Building a mobile app in 2020? Here’s what to look at - rebeldot
Looking back at the past year from a technology perspective, all we can say is that 2020 should be at least as ground-breaking as 2019. But with a lot of technology trends &amp; buzz words being promoted around, which one will you actually trust to lead the strategic direction of your next mobile app?
======
gt565k
Meh, we tried to build an offline first mobile app with react native.
Unfortunately, by the time our prototype was done we had to update react
native 3-4 times and had major breaking changes with external libraries /
plugins we used.

At the end, we decided we didn't need to be cross-platform and went iOS Swift
UI native.

So much better!

I'm not sure how RN is today, but 6 months ago it was a clusterfuck of
constant breaking changes with every minor version update.
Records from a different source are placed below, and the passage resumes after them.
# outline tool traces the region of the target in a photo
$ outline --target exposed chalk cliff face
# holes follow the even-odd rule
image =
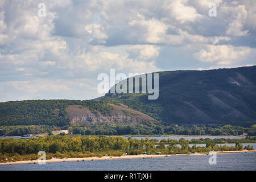
[[[67,117],[71,125],[92,124],[98,122],[113,122],[119,125],[137,125],[143,121],[154,122],[155,120],[141,112],[129,109],[124,105],[119,106],[109,104],[113,107],[111,113],[104,115],[98,111],[93,113],[88,108],[78,105],[69,105],[66,109]]]

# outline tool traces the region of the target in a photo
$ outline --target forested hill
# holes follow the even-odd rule
[[[208,71],[160,72],[159,96],[110,94],[98,98],[120,102],[165,123],[256,123],[256,66]]]
[[[109,123],[137,125],[155,122],[126,106],[93,100],[30,100],[0,102],[0,126],[67,126]]]

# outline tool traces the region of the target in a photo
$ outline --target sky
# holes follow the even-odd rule
[[[0,102],[94,98],[110,69],[254,65],[255,19],[255,0],[1,0]]]

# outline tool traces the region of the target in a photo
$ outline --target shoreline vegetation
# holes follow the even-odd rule
[[[244,153],[244,152],[256,152],[256,150],[241,150],[241,151],[217,151],[216,154],[228,154],[234,153]],[[46,160],[46,163],[53,162],[82,162],[85,161],[93,160],[118,160],[118,159],[151,159],[156,158],[170,157],[172,156],[195,156],[195,155],[208,155],[208,153],[195,153],[189,154],[172,154],[172,155],[146,155],[139,154],[137,155],[123,155],[117,156],[105,156],[102,157],[88,157],[88,158],[52,158],[51,159]],[[38,160],[17,160],[15,162],[7,162],[6,163],[0,163],[0,165],[10,165],[10,164],[37,164]]]
[[[97,123],[90,125],[65,125],[62,127],[48,125],[0,126],[0,136],[26,135],[50,135],[54,132],[67,131],[67,133],[81,135],[256,135],[256,125],[250,127],[226,125],[222,126],[205,125],[181,126],[164,126],[159,122],[142,122],[137,126]]]
[[[236,143],[235,146],[217,145]],[[256,143],[256,136],[243,139],[210,139],[180,138],[179,140],[163,139],[159,141],[148,137],[139,140],[121,136],[51,135],[29,139],[1,139],[0,163],[11,161],[37,160],[38,152],[43,151],[46,159],[57,158],[102,158],[104,156],[137,156],[138,155],[180,155],[205,154],[210,151],[232,152],[254,151],[253,146],[243,146],[242,143]],[[191,147],[189,144],[193,145]],[[197,144],[205,144],[205,147]]]

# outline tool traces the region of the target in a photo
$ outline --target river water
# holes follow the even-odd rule
[[[217,155],[216,164],[210,165],[209,155],[171,156],[152,159],[130,159],[0,165],[2,170],[250,170],[256,171],[256,152]]]

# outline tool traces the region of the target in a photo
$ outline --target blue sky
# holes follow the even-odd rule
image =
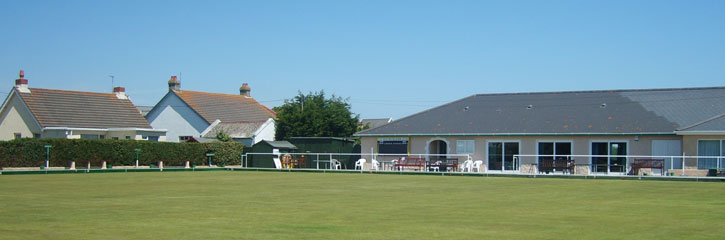
[[[0,93],[166,81],[401,118],[477,93],[725,86],[725,1],[4,1]]]

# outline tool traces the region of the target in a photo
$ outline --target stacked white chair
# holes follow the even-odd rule
[[[357,162],[355,162],[355,170],[357,170],[358,167],[360,168],[360,170],[363,170],[363,168],[365,167],[365,162],[366,160],[364,158],[357,160]]]

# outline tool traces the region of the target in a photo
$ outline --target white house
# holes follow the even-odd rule
[[[274,140],[276,115],[250,96],[246,83],[239,95],[181,90],[176,76],[168,83],[169,92],[146,115],[151,126],[168,130],[168,141],[215,138],[220,131],[248,146]]]
[[[24,77],[21,70],[0,108],[0,140],[166,140],[166,130],[151,128],[123,87],[113,93],[28,88]]]

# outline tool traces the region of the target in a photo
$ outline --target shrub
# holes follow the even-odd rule
[[[206,154],[214,153],[213,164],[235,165],[244,152],[244,144],[238,142],[221,143],[171,143],[136,140],[110,139],[37,139],[23,138],[12,141],[0,141],[0,167],[35,167],[45,165],[45,145],[50,150],[50,166],[67,167],[75,161],[77,166],[90,162],[100,166],[130,166],[136,161],[134,149],[141,149],[139,165],[157,164],[164,161],[165,166],[183,166],[184,162],[205,165]]]

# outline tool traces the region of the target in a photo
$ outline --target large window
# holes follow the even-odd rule
[[[698,156],[725,156],[725,140],[698,140],[697,155]],[[718,164],[720,161],[720,164]],[[697,161],[698,169],[722,168],[725,164],[723,158],[700,158]],[[718,166],[719,165],[719,166]]]
[[[568,159],[571,155],[571,142],[539,142],[539,161]]]
[[[473,154],[476,152],[474,140],[456,140],[456,153]]]
[[[624,173],[627,171],[626,142],[592,142],[592,172]]]
[[[378,153],[408,154],[408,139],[404,139],[404,138],[378,139]]]
[[[488,143],[488,170],[518,171],[519,159],[518,142],[489,142]]]
[[[100,134],[81,134],[81,139],[106,139],[106,135],[100,135]]]

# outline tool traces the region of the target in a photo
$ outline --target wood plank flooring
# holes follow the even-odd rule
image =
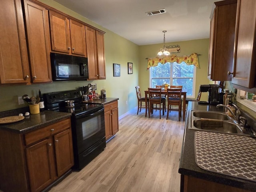
[[[119,131],[105,150],[80,172],[72,172],[51,192],[177,192],[184,122],[178,112],[159,119],[134,109],[119,120]]]

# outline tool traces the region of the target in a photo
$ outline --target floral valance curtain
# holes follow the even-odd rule
[[[187,65],[194,65],[198,68],[200,68],[198,64],[198,60],[196,53],[192,53],[189,56],[177,56],[172,55],[171,56],[166,56],[163,58],[156,57],[155,58],[148,59],[148,70],[151,67],[157,66],[158,63],[164,64],[167,62],[172,63],[177,62],[179,64],[183,61],[186,63]]]

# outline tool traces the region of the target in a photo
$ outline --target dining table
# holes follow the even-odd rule
[[[146,101],[148,100],[148,90],[145,90],[145,100]],[[167,90],[163,88],[161,90],[161,94],[162,95],[167,95]],[[182,99],[183,100],[183,120],[185,120],[185,115],[186,114],[186,98],[187,95],[187,92],[186,91],[184,91],[182,90],[181,92],[181,96],[182,97]],[[147,115],[147,112],[148,112],[148,102],[145,102],[145,108],[146,108],[146,112],[145,112],[145,116],[146,117]],[[148,113],[149,113],[149,110],[148,111]]]

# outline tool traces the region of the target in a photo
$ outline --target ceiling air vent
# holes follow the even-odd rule
[[[146,12],[146,14],[148,16],[150,15],[157,15],[158,14],[161,14],[162,13],[166,13],[166,11],[165,10],[165,9],[158,9],[158,10],[156,10],[155,11],[151,11],[148,12]]]

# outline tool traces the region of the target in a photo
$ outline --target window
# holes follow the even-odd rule
[[[158,63],[158,66],[151,67],[150,81],[150,87],[168,84],[172,85],[182,85],[187,92],[187,97],[194,97],[196,67],[194,65],[187,65],[183,62]]]

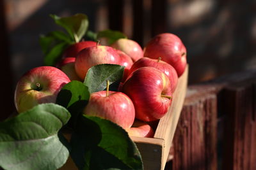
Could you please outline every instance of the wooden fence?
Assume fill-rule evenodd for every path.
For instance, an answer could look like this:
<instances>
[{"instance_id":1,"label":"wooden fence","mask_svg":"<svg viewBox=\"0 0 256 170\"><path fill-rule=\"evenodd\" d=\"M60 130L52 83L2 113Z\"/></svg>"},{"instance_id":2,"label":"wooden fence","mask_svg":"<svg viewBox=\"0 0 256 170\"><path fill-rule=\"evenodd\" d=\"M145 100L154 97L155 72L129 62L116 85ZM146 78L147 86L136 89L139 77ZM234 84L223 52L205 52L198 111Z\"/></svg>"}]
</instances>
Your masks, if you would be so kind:
<instances>
[{"instance_id":1,"label":"wooden fence","mask_svg":"<svg viewBox=\"0 0 256 170\"><path fill-rule=\"evenodd\" d=\"M109 28L122 31L123 1L107 1ZM0 120L13 110L3 2L0 0L0 53L5 63L0 67L4 73ZM145 29L140 11L145 4L143 1L131 2L132 38L141 44ZM166 31L166 1L151 1L151 36ZM256 169L255 78L255 70L247 71L188 87L173 139L173 159L166 169Z\"/></svg>"},{"instance_id":2,"label":"wooden fence","mask_svg":"<svg viewBox=\"0 0 256 170\"><path fill-rule=\"evenodd\" d=\"M256 169L256 70L188 87L166 169Z\"/></svg>"}]
</instances>

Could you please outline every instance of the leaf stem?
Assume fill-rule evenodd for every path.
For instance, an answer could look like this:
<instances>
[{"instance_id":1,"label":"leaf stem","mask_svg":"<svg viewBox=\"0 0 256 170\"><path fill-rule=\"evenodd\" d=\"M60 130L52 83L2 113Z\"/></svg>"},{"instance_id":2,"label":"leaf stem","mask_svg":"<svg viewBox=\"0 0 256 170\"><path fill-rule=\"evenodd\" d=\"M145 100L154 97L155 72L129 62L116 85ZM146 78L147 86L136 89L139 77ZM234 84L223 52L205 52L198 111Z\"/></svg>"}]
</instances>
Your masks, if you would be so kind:
<instances>
[{"instance_id":1,"label":"leaf stem","mask_svg":"<svg viewBox=\"0 0 256 170\"><path fill-rule=\"evenodd\" d=\"M161 58L161 57L158 57L157 62L159 62L159 61L161 61L161 60L162 60L162 58Z\"/></svg>"},{"instance_id":2,"label":"leaf stem","mask_svg":"<svg viewBox=\"0 0 256 170\"><path fill-rule=\"evenodd\" d=\"M109 90L109 80L107 80L107 92L106 93L106 97L108 96Z\"/></svg>"},{"instance_id":3,"label":"leaf stem","mask_svg":"<svg viewBox=\"0 0 256 170\"><path fill-rule=\"evenodd\" d=\"M161 94L161 97L166 97L166 98L168 98L169 99L172 99L172 96L164 95L164 94Z\"/></svg>"},{"instance_id":4,"label":"leaf stem","mask_svg":"<svg viewBox=\"0 0 256 170\"><path fill-rule=\"evenodd\" d=\"M79 39L76 34L74 34L74 38L75 38L76 43L79 42Z\"/></svg>"}]
</instances>

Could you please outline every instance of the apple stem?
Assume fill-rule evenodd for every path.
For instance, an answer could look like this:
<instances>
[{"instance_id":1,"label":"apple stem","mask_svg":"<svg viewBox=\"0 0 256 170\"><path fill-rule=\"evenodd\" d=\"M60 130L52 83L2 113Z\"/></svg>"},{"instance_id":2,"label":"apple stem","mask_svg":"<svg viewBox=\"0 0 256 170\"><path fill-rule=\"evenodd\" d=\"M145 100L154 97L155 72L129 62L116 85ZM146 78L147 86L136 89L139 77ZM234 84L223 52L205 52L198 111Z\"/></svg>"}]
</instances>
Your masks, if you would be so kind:
<instances>
[{"instance_id":1,"label":"apple stem","mask_svg":"<svg viewBox=\"0 0 256 170\"><path fill-rule=\"evenodd\" d=\"M74 34L74 38L75 38L76 43L79 42L79 39L76 34Z\"/></svg>"},{"instance_id":2,"label":"apple stem","mask_svg":"<svg viewBox=\"0 0 256 170\"><path fill-rule=\"evenodd\" d=\"M166 98L168 98L169 99L172 99L172 96L164 95L164 94L161 94L161 97L166 97Z\"/></svg>"},{"instance_id":3,"label":"apple stem","mask_svg":"<svg viewBox=\"0 0 256 170\"><path fill-rule=\"evenodd\" d=\"M161 58L161 57L158 57L157 62L159 62L159 61L161 61L161 60L162 60L162 58Z\"/></svg>"},{"instance_id":4,"label":"apple stem","mask_svg":"<svg viewBox=\"0 0 256 170\"><path fill-rule=\"evenodd\" d=\"M109 90L109 80L107 80L107 92L106 93L106 97L108 96Z\"/></svg>"},{"instance_id":5,"label":"apple stem","mask_svg":"<svg viewBox=\"0 0 256 170\"><path fill-rule=\"evenodd\" d=\"M36 89L35 89L36 91L40 91L42 90L42 87L40 86L40 83L36 83Z\"/></svg>"}]
</instances>

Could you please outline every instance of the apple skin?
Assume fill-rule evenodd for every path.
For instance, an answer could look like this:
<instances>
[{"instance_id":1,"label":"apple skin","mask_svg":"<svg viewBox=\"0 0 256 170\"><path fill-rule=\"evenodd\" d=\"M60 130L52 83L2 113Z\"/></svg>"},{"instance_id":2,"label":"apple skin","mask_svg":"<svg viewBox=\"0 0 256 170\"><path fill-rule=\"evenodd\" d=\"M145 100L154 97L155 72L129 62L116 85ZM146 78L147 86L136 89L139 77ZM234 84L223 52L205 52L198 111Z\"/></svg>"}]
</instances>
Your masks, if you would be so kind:
<instances>
[{"instance_id":1,"label":"apple skin","mask_svg":"<svg viewBox=\"0 0 256 170\"><path fill-rule=\"evenodd\" d=\"M133 62L143 57L143 50L140 45L137 42L131 39L120 38L110 46L125 53L130 56Z\"/></svg>"},{"instance_id":2,"label":"apple skin","mask_svg":"<svg viewBox=\"0 0 256 170\"><path fill-rule=\"evenodd\" d=\"M41 103L55 103L62 87L70 81L63 72L54 67L41 66L31 69L16 85L14 103L17 111L23 112Z\"/></svg>"},{"instance_id":3,"label":"apple skin","mask_svg":"<svg viewBox=\"0 0 256 170\"><path fill-rule=\"evenodd\" d=\"M64 58L57 64L56 67L64 72L71 81L81 81L82 80L77 76L75 70L75 57Z\"/></svg>"},{"instance_id":4,"label":"apple skin","mask_svg":"<svg viewBox=\"0 0 256 170\"><path fill-rule=\"evenodd\" d=\"M128 76L129 69L131 69L131 67L133 64L133 61L132 61L132 59L128 55L127 55L122 51L120 51L119 50L116 50L116 52L118 54L119 54L119 56L120 56L119 64L125 67L124 68L124 71L123 78L121 80L122 82L124 82L124 81L126 80L127 77Z\"/></svg>"},{"instance_id":5,"label":"apple skin","mask_svg":"<svg viewBox=\"0 0 256 170\"><path fill-rule=\"evenodd\" d=\"M153 129L146 122L135 120L132 127L126 129L129 136L153 138L155 134Z\"/></svg>"},{"instance_id":6,"label":"apple skin","mask_svg":"<svg viewBox=\"0 0 256 170\"><path fill-rule=\"evenodd\" d=\"M135 117L132 101L120 92L106 91L92 93L84 114L101 117L119 125L124 129L130 128Z\"/></svg>"},{"instance_id":7,"label":"apple skin","mask_svg":"<svg viewBox=\"0 0 256 170\"><path fill-rule=\"evenodd\" d=\"M69 46L63 52L63 58L76 57L77 54L85 48L96 46L97 43L93 41L83 41Z\"/></svg>"},{"instance_id":8,"label":"apple skin","mask_svg":"<svg viewBox=\"0 0 256 170\"><path fill-rule=\"evenodd\" d=\"M122 86L134 104L136 118L150 122L162 118L172 103L169 78L162 71L143 67L129 75ZM170 96L170 99L161 95Z\"/></svg>"},{"instance_id":9,"label":"apple skin","mask_svg":"<svg viewBox=\"0 0 256 170\"><path fill-rule=\"evenodd\" d=\"M164 73L169 78L172 92L174 92L178 82L178 74L173 66L161 60L143 57L133 64L128 74L142 67L153 67Z\"/></svg>"},{"instance_id":10,"label":"apple skin","mask_svg":"<svg viewBox=\"0 0 256 170\"><path fill-rule=\"evenodd\" d=\"M144 56L171 64L178 76L184 73L187 65L187 51L180 39L175 34L163 33L154 37L144 49Z\"/></svg>"},{"instance_id":11,"label":"apple skin","mask_svg":"<svg viewBox=\"0 0 256 170\"><path fill-rule=\"evenodd\" d=\"M94 46L78 53L75 61L75 69L78 76L84 80L88 70L100 64L119 64L120 56L115 50L108 46Z\"/></svg>"}]
</instances>

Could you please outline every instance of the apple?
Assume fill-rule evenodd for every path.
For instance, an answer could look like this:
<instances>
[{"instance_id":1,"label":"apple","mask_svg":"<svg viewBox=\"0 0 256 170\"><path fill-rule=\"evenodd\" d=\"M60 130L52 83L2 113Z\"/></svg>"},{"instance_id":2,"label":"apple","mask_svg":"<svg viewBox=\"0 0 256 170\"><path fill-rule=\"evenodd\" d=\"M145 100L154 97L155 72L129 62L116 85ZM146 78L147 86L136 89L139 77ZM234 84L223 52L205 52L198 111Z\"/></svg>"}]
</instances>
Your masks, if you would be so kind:
<instances>
[{"instance_id":1,"label":"apple","mask_svg":"<svg viewBox=\"0 0 256 170\"><path fill-rule=\"evenodd\" d=\"M125 69L129 70L133 64L133 61L131 59L131 58L121 50L115 50L120 56L119 64L125 66Z\"/></svg>"},{"instance_id":2,"label":"apple","mask_svg":"<svg viewBox=\"0 0 256 170\"><path fill-rule=\"evenodd\" d=\"M178 76L184 73L187 65L187 51L180 39L175 34L163 33L154 37L144 49L144 56L163 61L171 64Z\"/></svg>"},{"instance_id":3,"label":"apple","mask_svg":"<svg viewBox=\"0 0 256 170\"><path fill-rule=\"evenodd\" d=\"M63 52L63 58L76 57L76 55L85 48L96 46L97 42L93 41L83 41L69 46Z\"/></svg>"},{"instance_id":4,"label":"apple","mask_svg":"<svg viewBox=\"0 0 256 170\"><path fill-rule=\"evenodd\" d=\"M93 46L78 53L75 61L75 69L79 77L84 80L88 70L100 64L119 64L120 56L116 50L108 46Z\"/></svg>"},{"instance_id":5,"label":"apple","mask_svg":"<svg viewBox=\"0 0 256 170\"><path fill-rule=\"evenodd\" d=\"M133 64L133 61L128 55L127 55L122 51L120 51L119 50L116 50L116 52L118 54L119 54L120 56L119 64L125 67L124 71L123 79L122 80L121 80L122 82L124 82L128 76L129 71L132 65Z\"/></svg>"},{"instance_id":6,"label":"apple","mask_svg":"<svg viewBox=\"0 0 256 170\"><path fill-rule=\"evenodd\" d=\"M124 129L134 121L135 110L132 101L120 92L99 91L92 93L84 114L106 118Z\"/></svg>"},{"instance_id":7,"label":"apple","mask_svg":"<svg viewBox=\"0 0 256 170\"><path fill-rule=\"evenodd\" d=\"M153 138L154 132L153 129L146 122L135 120L132 127L126 129L129 136L142 138Z\"/></svg>"},{"instance_id":8,"label":"apple","mask_svg":"<svg viewBox=\"0 0 256 170\"><path fill-rule=\"evenodd\" d=\"M120 38L110 46L125 53L130 56L133 62L143 57L143 51L140 45L131 39Z\"/></svg>"},{"instance_id":9,"label":"apple","mask_svg":"<svg viewBox=\"0 0 256 170\"><path fill-rule=\"evenodd\" d=\"M45 103L55 103L62 87L70 80L59 69L51 66L33 68L19 80L15 91L15 104L19 113Z\"/></svg>"},{"instance_id":10,"label":"apple","mask_svg":"<svg viewBox=\"0 0 256 170\"><path fill-rule=\"evenodd\" d=\"M160 57L158 59L143 57L133 64L128 74L142 67L153 67L164 73L169 78L171 83L172 92L174 92L178 82L178 75L173 67L167 62L161 60Z\"/></svg>"},{"instance_id":11,"label":"apple","mask_svg":"<svg viewBox=\"0 0 256 170\"><path fill-rule=\"evenodd\" d=\"M64 58L57 64L56 67L64 72L71 81L77 80L81 81L82 80L77 76L75 70L75 57Z\"/></svg>"},{"instance_id":12,"label":"apple","mask_svg":"<svg viewBox=\"0 0 256 170\"><path fill-rule=\"evenodd\" d=\"M132 101L136 118L142 121L160 119L172 103L169 78L152 67L140 67L129 75L122 92Z\"/></svg>"}]
</instances>

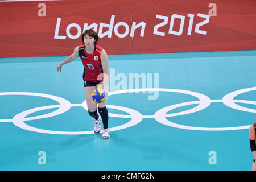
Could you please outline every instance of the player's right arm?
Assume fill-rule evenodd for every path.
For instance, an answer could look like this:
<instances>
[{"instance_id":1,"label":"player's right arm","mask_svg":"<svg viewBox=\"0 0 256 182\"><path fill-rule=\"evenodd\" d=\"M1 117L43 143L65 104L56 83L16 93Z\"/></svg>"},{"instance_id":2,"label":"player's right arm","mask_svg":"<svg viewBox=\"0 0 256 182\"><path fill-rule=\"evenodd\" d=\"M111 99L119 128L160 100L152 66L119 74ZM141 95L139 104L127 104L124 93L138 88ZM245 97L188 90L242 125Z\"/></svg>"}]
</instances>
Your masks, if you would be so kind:
<instances>
[{"instance_id":1,"label":"player's right arm","mask_svg":"<svg viewBox=\"0 0 256 182\"><path fill-rule=\"evenodd\" d=\"M253 125L251 125L249 128L249 137L251 150L253 152L254 159L256 160L256 134L255 133L254 126L253 126Z\"/></svg>"},{"instance_id":2,"label":"player's right arm","mask_svg":"<svg viewBox=\"0 0 256 182\"><path fill-rule=\"evenodd\" d=\"M59 70L60 70L60 72L61 72L61 68L63 65L70 63L71 61L73 61L76 59L76 58L77 58L79 56L78 53L79 47L79 46L77 46L74 49L74 52L73 52L73 53L71 55L67 57L63 61L59 64L59 65L57 66L57 71L58 71L58 72Z\"/></svg>"}]
</instances>

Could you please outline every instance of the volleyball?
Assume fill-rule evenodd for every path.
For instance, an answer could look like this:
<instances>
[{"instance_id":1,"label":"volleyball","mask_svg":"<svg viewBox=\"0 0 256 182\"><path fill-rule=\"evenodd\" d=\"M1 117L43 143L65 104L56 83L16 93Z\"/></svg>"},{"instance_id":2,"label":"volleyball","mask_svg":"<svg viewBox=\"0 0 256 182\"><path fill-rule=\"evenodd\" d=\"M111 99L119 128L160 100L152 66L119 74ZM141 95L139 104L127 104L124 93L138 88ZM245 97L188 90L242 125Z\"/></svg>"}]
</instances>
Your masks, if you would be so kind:
<instances>
[{"instance_id":1,"label":"volleyball","mask_svg":"<svg viewBox=\"0 0 256 182\"><path fill-rule=\"evenodd\" d=\"M98 88L94 89L92 92L91 96L93 101L97 103L101 103L104 101L106 98L106 93L104 90Z\"/></svg>"}]
</instances>

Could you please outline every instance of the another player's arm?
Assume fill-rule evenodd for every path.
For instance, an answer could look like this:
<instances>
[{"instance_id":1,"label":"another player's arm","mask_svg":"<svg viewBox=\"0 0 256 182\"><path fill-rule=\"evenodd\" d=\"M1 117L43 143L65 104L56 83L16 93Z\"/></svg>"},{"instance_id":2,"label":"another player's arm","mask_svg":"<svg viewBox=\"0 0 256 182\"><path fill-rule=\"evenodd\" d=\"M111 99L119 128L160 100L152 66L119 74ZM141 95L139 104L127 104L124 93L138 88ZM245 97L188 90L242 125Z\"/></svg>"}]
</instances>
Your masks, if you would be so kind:
<instances>
[{"instance_id":1,"label":"another player's arm","mask_svg":"<svg viewBox=\"0 0 256 182\"><path fill-rule=\"evenodd\" d=\"M254 157L255 160L256 160L256 134L255 133L254 126L251 125L249 128L249 137L250 137L250 147L251 148L251 152Z\"/></svg>"},{"instance_id":2,"label":"another player's arm","mask_svg":"<svg viewBox=\"0 0 256 182\"><path fill-rule=\"evenodd\" d=\"M70 55L69 56L67 57L63 61L62 61L61 63L59 64L59 65L57 66L57 71L58 71L58 72L59 72L59 70L60 70L60 72L61 72L61 68L62 68L62 66L63 65L64 65L65 64L70 63L71 61L73 61L73 60L75 60L76 59L76 58L77 58L79 56L79 53L78 53L78 51L79 51L78 49L79 49L79 46L76 47L74 49L74 52L73 52L73 53L71 55Z\"/></svg>"},{"instance_id":3,"label":"another player's arm","mask_svg":"<svg viewBox=\"0 0 256 182\"><path fill-rule=\"evenodd\" d=\"M103 69L103 89L105 92L108 92L109 84L109 59L106 51L103 49L101 53L101 65Z\"/></svg>"}]
</instances>

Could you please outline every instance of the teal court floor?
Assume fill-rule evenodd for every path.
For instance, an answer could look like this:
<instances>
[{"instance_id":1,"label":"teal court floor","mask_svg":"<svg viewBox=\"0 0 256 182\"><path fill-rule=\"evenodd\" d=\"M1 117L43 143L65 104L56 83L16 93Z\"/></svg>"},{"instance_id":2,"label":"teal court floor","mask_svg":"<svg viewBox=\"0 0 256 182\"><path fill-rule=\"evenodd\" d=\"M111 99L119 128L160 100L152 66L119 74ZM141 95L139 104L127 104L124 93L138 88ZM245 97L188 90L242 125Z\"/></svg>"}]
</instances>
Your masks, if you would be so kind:
<instances>
[{"instance_id":1,"label":"teal court floor","mask_svg":"<svg viewBox=\"0 0 256 182\"><path fill-rule=\"evenodd\" d=\"M0 59L0 170L251 170L256 51L109 55L108 140L65 57Z\"/></svg>"}]
</instances>

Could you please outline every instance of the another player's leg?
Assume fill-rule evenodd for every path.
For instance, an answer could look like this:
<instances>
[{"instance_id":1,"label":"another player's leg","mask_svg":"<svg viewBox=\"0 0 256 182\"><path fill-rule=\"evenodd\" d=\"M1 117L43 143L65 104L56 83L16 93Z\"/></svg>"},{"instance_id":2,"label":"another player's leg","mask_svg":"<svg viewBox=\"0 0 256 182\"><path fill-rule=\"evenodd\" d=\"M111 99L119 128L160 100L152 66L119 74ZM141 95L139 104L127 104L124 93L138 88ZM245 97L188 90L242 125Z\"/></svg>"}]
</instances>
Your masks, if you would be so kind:
<instances>
[{"instance_id":1,"label":"another player's leg","mask_svg":"<svg viewBox=\"0 0 256 182\"><path fill-rule=\"evenodd\" d=\"M89 115L94 118L93 130L96 134L101 131L101 116L98 114L97 109L97 103L94 102L91 97L92 92L96 88L96 86L86 86L84 88L85 98L86 100L87 107L88 108Z\"/></svg>"}]
</instances>

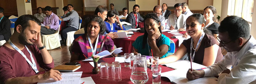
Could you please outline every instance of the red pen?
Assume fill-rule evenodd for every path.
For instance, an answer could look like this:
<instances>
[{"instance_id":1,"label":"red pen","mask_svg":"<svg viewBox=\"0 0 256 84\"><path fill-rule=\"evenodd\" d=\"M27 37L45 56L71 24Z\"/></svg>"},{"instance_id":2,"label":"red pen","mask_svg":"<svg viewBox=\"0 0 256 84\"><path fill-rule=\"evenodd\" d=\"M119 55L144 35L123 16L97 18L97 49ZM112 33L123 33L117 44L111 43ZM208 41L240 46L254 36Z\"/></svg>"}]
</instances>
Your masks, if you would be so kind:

It just wasn't
worth the headache of spending days to update and fix everything while still
developing an application and trying to stay up to date. Not to mention you
were at the mercy of 3rd party library's and their maintainers any time you
want to update your version. It's a dependency nightmare for an app with a
little bit of complexity..

------
muzani
Doesn't really matter. You can always refactor later.

I'm still using Cordova. There are reasons to use Cordova. We'll phase it out
for native later. Not Flutter or React Native, but actual native.

There has never really been a "best" technology. Some are faster. Some are
safer. Some are cheaper. Some have nice curves early on and mess you up later
on. Some are awesome for CRUD, not so great when your app relies on modifying
camera or microphone data, or needs to be running in the background.

------
raztogt21
Been using React Native + Expo, and it impressed me. I think React Native
would be around for a couple of years, some huge companies as Shopify[0] are
now adopting it.

[0] [https://engineering.shopify.com/blogs/engineering/react-
nati...](https://engineering.shopify.com/blogs/engineering/react-native-
future-mobile-shopify)

------
taway555
native, all the way. launch on one platform. get traction? fine, scale to
multiple platforms and at that time evaluate whether you should move to a
cross platform framework (i.e. react)

------
segmondy
For the last 3 yrs, I have used javascript. Ionic (angular/typescript) and if
I need native functionality I'll jump down with Cordova plugins.